Live album by Hank Williams Jr.
- Released: January 1987
- Recorded: June 28, 1986 – September 19, 1986
- Genre: Country
- Length: 41:06
- Label: Warner Bros.
- Producer: Barry Beckett Jim Ed Norman Hank Williams Jr.

Hank Williams Jr. chronology
| Montana Cafe (1986) | Hank Live (1987) | Born to Boogie (1987) |

= Hank Live =

Hank Live is a live album by American musician Hank Williams Jr. It was released by Warner Bros.

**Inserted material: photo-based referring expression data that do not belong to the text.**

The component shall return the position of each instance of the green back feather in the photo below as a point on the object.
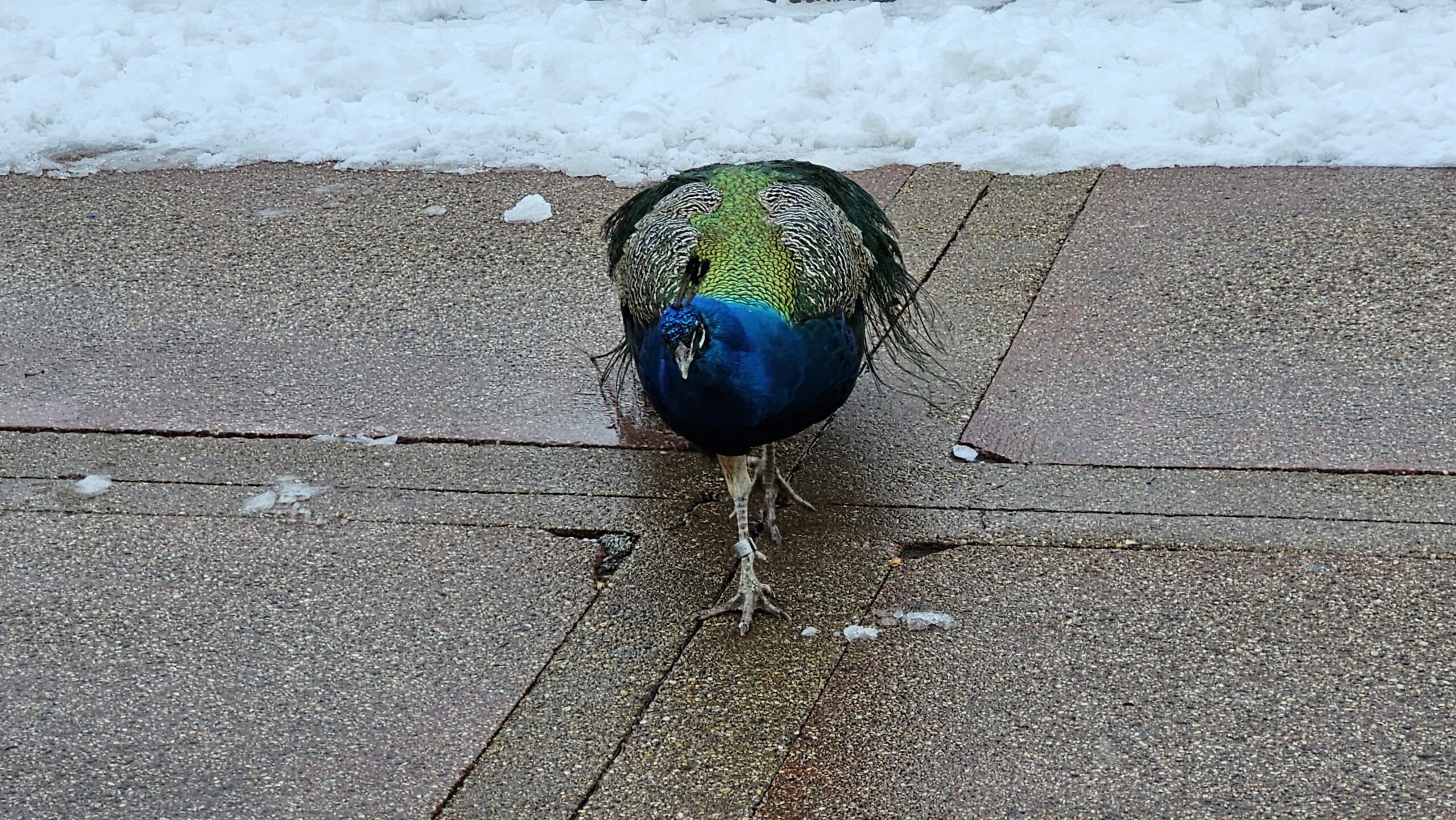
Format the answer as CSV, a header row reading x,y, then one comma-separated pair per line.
x,y
888,296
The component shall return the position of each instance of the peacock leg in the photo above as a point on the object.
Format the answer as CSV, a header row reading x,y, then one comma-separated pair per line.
x,y
772,480
771,493
753,595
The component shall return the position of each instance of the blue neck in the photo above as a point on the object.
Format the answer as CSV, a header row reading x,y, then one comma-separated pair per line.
x,y
758,379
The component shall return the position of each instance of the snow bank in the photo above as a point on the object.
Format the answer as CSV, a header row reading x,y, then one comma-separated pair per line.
x,y
637,89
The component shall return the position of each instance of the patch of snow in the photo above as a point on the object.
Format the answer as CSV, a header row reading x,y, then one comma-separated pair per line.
x,y
638,89
916,621
261,503
94,485
284,498
531,209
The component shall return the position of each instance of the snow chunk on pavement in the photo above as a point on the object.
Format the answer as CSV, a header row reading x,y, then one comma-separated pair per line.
x,y
531,209
284,498
916,621
94,485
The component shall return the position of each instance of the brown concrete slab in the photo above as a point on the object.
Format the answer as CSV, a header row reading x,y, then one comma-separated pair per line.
x,y
549,755
297,299
1290,318
461,468
1110,683
892,444
253,667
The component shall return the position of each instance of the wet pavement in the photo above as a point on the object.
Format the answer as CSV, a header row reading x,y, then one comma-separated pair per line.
x,y
1180,593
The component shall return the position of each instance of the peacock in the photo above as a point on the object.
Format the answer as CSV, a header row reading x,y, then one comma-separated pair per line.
x,y
746,293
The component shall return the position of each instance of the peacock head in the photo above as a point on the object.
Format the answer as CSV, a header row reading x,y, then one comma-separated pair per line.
x,y
686,332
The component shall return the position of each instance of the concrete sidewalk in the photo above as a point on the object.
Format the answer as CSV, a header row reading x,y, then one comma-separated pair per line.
x,y
1203,568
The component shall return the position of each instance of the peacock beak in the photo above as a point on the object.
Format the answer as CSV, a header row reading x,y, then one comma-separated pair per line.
x,y
685,359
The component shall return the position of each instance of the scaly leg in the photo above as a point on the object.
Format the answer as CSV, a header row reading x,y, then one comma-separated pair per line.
x,y
772,478
753,595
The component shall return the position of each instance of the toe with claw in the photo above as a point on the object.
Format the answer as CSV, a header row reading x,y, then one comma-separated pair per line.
x,y
752,596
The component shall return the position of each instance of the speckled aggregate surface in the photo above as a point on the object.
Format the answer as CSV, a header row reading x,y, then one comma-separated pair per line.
x,y
1124,683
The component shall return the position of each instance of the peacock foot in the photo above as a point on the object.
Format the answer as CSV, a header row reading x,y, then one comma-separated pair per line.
x,y
753,595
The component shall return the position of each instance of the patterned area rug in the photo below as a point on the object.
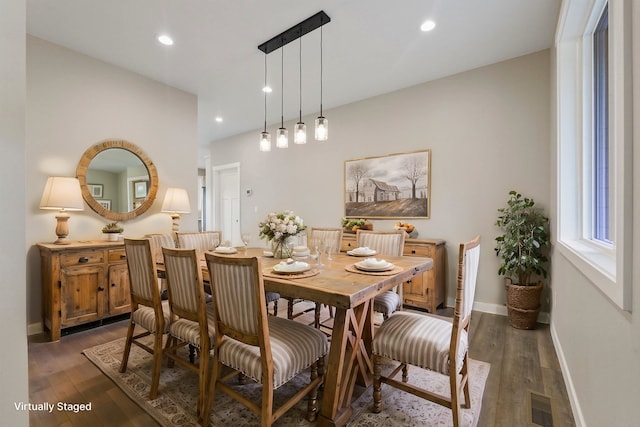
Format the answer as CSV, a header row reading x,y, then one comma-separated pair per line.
x,y
175,405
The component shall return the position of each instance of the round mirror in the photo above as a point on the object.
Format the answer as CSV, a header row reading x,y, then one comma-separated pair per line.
x,y
118,180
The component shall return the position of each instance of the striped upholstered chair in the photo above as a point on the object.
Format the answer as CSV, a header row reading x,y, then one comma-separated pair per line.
x,y
384,243
270,350
147,310
192,318
202,241
431,342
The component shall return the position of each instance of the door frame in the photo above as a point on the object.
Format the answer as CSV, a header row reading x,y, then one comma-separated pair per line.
x,y
215,193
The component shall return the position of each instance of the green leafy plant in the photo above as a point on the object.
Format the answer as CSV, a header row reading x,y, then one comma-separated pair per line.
x,y
112,227
524,243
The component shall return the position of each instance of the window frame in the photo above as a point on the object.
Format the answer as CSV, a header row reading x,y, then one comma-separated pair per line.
x,y
607,266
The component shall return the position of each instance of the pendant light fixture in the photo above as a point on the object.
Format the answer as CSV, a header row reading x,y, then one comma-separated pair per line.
x,y
300,135
282,140
300,131
265,137
322,124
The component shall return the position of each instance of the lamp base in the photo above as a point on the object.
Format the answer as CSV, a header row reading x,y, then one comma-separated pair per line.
x,y
62,228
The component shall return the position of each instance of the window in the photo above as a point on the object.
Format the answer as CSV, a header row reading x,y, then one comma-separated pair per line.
x,y
594,141
600,191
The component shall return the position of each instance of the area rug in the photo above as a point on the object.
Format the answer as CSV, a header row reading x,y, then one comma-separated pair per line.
x,y
175,405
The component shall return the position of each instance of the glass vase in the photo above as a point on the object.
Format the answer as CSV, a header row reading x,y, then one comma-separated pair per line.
x,y
281,249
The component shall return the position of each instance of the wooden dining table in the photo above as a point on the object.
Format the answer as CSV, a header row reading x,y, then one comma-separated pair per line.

Records in January 1987. The album reached No. 1 on the Top Country Albums chart and has been certified platinum by the RIAA.

Professional ratings
Review scores
| Source | Rating |
| Allmusic | Star |

==Track listing==
1. "Intro/Hank Williams, Jr." (Dickey Betts, Bonnie Bramlett) – 0:43
2. "My Name Is Bocephus" (Hank Williams Jr.) – 3:49
3. "Workin' for MCA" (Ed King, Ronnie Van Zant) – 1:20
4. "I Really Like Girls" (George Thorogood) – 3:42
5. "If You Don't Like Hank Williams" (Kris Kristofferson) – 2:31
6. "Sweet Home Alabama" (King, Gary Rossington, Van Zant) – 2:07
7. "Spoken Intro/La Grange" (Dusty Hill, Frank Beard, Billy Gibbons) – 8:42
8. "Medley: Trouble in Mind/Short Haired Woman" (Richard M. Jones) – 5:34
9. "The Conversation" (Waylon Jennings, Ritchie Albright, Hank Williams Jr.) – 1:49
10. "Man of Steel" (Hank Williams Jr.) – 1:05
11. "I'm for Love" (Hank Williams Jr.) – 3:14
12. "If Heaven Ain't a Lot Like Dixie" (Billy Maddox, David Moore) – 1:09
13. "All My Rowdy Friends (Have Settled Down)" (Hank Williams Jr.) – 2:21
14. "House of the Rising Sun" (Traditional) – 3:21
15. "The Ride" (J. B. Detterline Jr., Gary Gentry) – 2:41
16. "A Country Boy Can Survive" (Hank Williams Jr.) – 4:53
17. "Medley: Family Tradition/Hey Good Lookin'" (Hank Williams Jr.. Hank Williams) – 3:02

==Personnel==
- Ray Barrickman – bass guitar
- Vernon Derrick – fiddle
- Billy Earheart – keyboards, piano
- Merle Kilgore – acoustic guitar, background vocals
- "Cowboy" Eddie Long – pedal steel guitar
- Bill Marshall – drums
- Jerry McKinney – saxophone
- Lamar Morris – electric guitar
- Wayne Turner – electric guitar
- Hank Williams Jr. – acoustic guitar, electric guitar, lead vocals

==Chart performance==

| Chart (1987) | Peak position |
|---|---|
| U.S. Billboard Top Country Albums | 1 |
| U.S. Billboard 200 | 71 |

==Certifications==

| Region | Certification | Certified units/sales |
| United States (RIAA) | Platinum | 1,000,000^{^} |
^{^} Shipments figures based on certification alone.